Since President Obama and his pals are hell-bent on increasing the minimum wage, or actually just jawing about it, here's how the private sector
deals with such things:
Hamburgers are a multi-billion dollar business, and while fast food chains have got the process down to an efficient production line process, making them is still labor intensive with armies of burger flippers and sandwich assemblers. In a move that could put millions of teenagers around the world out of their first job, Momentum Machines is creating a hamburger-making machine that churns out made-to-order burgers at industrial speeds and aims to use it in its own chain of restaurants.
Add a few self-pay registers and suddenly we're back at the
Automat. Except that the Automat actually had a staff. Of course, that's not the point of this exercise. John Hayward
explains the point quite nicely:
Obama’s executive order on behalf of federal contractors will surely add muscle to the Democrats’ push for a general minimum wage increase. As noted above, he’ll describe his order in that context during the State of the Union address tonight, urging Congress to follow his lead and and hike the minimum wage for everyone. This will, in turn, alter the pay scale calculations for private-sector union employees who make far more money already, because the federal minimum wage is a major factor in their salary formula. ”And now you see why raising the minimum wage is such an intense priority for Democrats,” writes Greghty. ”A higher minimum wage means higher wages for union workers, which means higher union dues, which gives unions more money to spend during campaign season.”

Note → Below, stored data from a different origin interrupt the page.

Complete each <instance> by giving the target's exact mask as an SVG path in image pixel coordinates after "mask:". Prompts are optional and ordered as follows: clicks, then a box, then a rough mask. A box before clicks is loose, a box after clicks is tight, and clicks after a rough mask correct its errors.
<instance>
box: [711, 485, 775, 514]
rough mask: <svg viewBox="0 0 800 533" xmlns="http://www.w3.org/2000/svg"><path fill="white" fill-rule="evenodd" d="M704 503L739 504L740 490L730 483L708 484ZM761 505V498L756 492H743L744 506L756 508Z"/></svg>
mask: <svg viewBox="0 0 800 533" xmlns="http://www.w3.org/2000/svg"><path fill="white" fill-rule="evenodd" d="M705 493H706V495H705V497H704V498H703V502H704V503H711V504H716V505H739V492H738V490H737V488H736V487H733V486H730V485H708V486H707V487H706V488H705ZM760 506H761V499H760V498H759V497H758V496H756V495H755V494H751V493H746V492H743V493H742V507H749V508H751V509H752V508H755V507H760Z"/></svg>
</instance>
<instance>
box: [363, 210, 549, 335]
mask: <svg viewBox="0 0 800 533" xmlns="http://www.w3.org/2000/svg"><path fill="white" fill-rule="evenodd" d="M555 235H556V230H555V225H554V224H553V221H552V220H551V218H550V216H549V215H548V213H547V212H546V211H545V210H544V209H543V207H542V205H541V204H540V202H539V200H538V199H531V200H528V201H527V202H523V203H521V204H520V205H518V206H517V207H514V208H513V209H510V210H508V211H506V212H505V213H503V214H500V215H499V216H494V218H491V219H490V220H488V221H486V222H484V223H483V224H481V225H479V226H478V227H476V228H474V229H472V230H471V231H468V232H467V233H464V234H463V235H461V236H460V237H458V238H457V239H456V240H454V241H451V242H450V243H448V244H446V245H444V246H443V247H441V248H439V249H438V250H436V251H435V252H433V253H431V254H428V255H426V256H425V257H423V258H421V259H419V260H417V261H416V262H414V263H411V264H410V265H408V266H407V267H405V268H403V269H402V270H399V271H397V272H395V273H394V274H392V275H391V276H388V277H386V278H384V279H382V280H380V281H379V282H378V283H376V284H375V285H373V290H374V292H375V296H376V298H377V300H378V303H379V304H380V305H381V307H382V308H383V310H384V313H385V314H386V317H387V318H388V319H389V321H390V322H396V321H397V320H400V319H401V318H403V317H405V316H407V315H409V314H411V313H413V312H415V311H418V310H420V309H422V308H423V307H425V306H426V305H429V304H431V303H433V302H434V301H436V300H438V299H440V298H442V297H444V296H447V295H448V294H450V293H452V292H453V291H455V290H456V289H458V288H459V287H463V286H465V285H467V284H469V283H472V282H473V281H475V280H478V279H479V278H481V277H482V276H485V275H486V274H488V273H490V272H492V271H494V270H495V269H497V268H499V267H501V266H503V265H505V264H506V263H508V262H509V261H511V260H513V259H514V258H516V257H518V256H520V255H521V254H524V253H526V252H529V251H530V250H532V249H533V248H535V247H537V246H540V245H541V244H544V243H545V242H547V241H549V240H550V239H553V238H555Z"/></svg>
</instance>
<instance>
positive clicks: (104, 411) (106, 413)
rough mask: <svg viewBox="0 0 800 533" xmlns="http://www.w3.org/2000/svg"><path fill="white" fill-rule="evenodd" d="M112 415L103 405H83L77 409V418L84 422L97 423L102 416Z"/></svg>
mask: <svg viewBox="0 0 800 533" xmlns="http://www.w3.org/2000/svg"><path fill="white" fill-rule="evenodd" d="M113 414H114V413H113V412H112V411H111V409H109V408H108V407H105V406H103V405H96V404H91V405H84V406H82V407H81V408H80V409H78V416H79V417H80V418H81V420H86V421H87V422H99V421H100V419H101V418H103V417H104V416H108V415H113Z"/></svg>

Don’t discount the appeal of higher unemployment due to higher minimum wages to socialist ideologues, either. This is Nirvana for them – a perfect state of higher unemployment (which means greater dependence on government) combined with public animosity towards the private sector, which the Left would very much like to make smaller. Nothing is better for them than a teeming horde of long-term unemployed who can be persuaded that greedy corporate executives who refuse to pay a fair wage are the reason for their distress, while benevolent Big Government stands ready to help them. When you’ve got full employment, who needs the welfare state? How is the Left supposed to cultivate seething resentment from a fully-employed populace that might not be inclined to hate the people who employ them?
You need a client base. This is all about the client base.
1 comment:
his push for higher wages for federal contractors displays a common problem with his idealogy: compassion is easy when its somebody else's money your spending.